The AIP relays a packet to the wormhole so it can send it to the internet. For more details, see the "Freedom-Cloud-to-Internet packet handling" section.


Table 1: AIP to wormhole commands



Then, the following table describes the commands that wormhole can send to the AIP.


Command

Description

WORMCMD_CMD_SEND

The wormhole relays a packet to the AIP so it can route it to a client through the Freedom cloud. For more details, see the "Internet-to-Freedom-Cloud packet handling" section.

WORMCMD_CMD_MSG

Contains a message concerning the wormhole status. Consult the following table for message types and description.

WORMCMD_CMD_STAT

The wormhole sends it statistics report to the AIP, so they can be relayed to the NISS.


Table 2: Wormhole to AIP commands

The following table indicates the different messages the wormhole can send to the AIP using the WORMCMD_CMD_MSG commands.


Message

Description

WORMCMD_MSG_EACIFULL

No more available ACI connections. (Currently never used)

WORMCMD_MSG_EACIPRESENT

ACI is already active. (Currently never used)

WORMCMD_MSG_EADDACIFAILED

Operation to add an ACI failed.

WORMCMD_MSG_EDELACIFAILED

Operation to delete an ACI failed.

WORMCMD_MSG_EACINOTFOUND

Requested ACI could not be found. (Currently never used)

WORMCMD_MSG_TERMINATING

Wormhole is terminating.


Table 3: Wormhole to AIP messages


The format of a command is illustrated by the following figure. The length field indicates the number of bytes in the command. The length includes everything from the start of the length field to the end of the command specifics. The reserved bytes are unused for the moment. The command specifics contain the data that accompany the command. They vary for different commands and can be absent.
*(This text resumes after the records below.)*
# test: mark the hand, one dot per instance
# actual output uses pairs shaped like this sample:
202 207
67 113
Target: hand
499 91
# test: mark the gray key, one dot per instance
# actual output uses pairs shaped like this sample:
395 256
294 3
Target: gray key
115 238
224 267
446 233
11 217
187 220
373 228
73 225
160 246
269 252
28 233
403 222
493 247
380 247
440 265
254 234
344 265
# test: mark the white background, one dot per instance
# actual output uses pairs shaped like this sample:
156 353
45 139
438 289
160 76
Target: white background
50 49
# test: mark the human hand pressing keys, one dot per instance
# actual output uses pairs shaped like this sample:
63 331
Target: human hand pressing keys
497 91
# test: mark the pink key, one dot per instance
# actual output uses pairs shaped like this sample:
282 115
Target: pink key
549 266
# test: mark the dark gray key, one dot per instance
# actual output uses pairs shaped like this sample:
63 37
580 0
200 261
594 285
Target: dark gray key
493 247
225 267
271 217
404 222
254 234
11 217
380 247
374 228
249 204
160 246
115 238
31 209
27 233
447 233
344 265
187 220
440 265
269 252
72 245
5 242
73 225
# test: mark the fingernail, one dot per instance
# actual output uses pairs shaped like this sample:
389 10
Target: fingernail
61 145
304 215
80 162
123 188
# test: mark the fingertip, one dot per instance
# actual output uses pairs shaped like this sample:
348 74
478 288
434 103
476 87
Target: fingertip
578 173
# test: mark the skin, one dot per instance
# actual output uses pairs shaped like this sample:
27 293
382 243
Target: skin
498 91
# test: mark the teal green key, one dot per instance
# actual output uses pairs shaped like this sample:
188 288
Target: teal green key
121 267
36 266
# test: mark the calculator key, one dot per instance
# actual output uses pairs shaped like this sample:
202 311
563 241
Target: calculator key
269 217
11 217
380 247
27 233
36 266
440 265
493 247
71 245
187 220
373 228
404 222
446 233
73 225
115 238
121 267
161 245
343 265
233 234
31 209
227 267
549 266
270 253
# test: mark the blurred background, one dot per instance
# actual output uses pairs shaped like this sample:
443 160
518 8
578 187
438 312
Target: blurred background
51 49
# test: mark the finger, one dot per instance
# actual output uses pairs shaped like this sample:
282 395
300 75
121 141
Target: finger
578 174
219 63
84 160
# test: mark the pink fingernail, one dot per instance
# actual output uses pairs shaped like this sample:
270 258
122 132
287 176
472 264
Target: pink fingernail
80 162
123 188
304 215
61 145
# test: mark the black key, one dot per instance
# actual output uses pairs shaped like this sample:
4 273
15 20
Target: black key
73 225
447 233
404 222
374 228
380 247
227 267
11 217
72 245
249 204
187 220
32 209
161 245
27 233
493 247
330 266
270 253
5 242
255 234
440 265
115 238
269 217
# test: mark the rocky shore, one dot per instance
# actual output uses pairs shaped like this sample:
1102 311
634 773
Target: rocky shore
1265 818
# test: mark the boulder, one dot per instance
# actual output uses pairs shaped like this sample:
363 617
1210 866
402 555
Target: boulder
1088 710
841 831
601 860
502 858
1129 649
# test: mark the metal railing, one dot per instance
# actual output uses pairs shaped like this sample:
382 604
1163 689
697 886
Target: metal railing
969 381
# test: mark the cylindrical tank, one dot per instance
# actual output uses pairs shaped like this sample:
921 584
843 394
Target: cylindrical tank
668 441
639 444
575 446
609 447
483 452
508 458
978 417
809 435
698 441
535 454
Figure 8: AIP-wormhole UDS command


Internet-to-Freedom-Cloud packet handling

Two types of packet can be received from the internet: ARP requests and IP packets.


On Linux, the ARP requests are handled by the wormhole while on Solaris, they are handled underneath the stack. Therefore, on Linux, the ARP requests are retreived, encapsulated in an Ethernet frame. First, the target IP address in the ARP request is verified, if it corresponds to the wormhole IP address, an ARP reply is built and sent back. Otherwise, the ARP request is dropped without further processing.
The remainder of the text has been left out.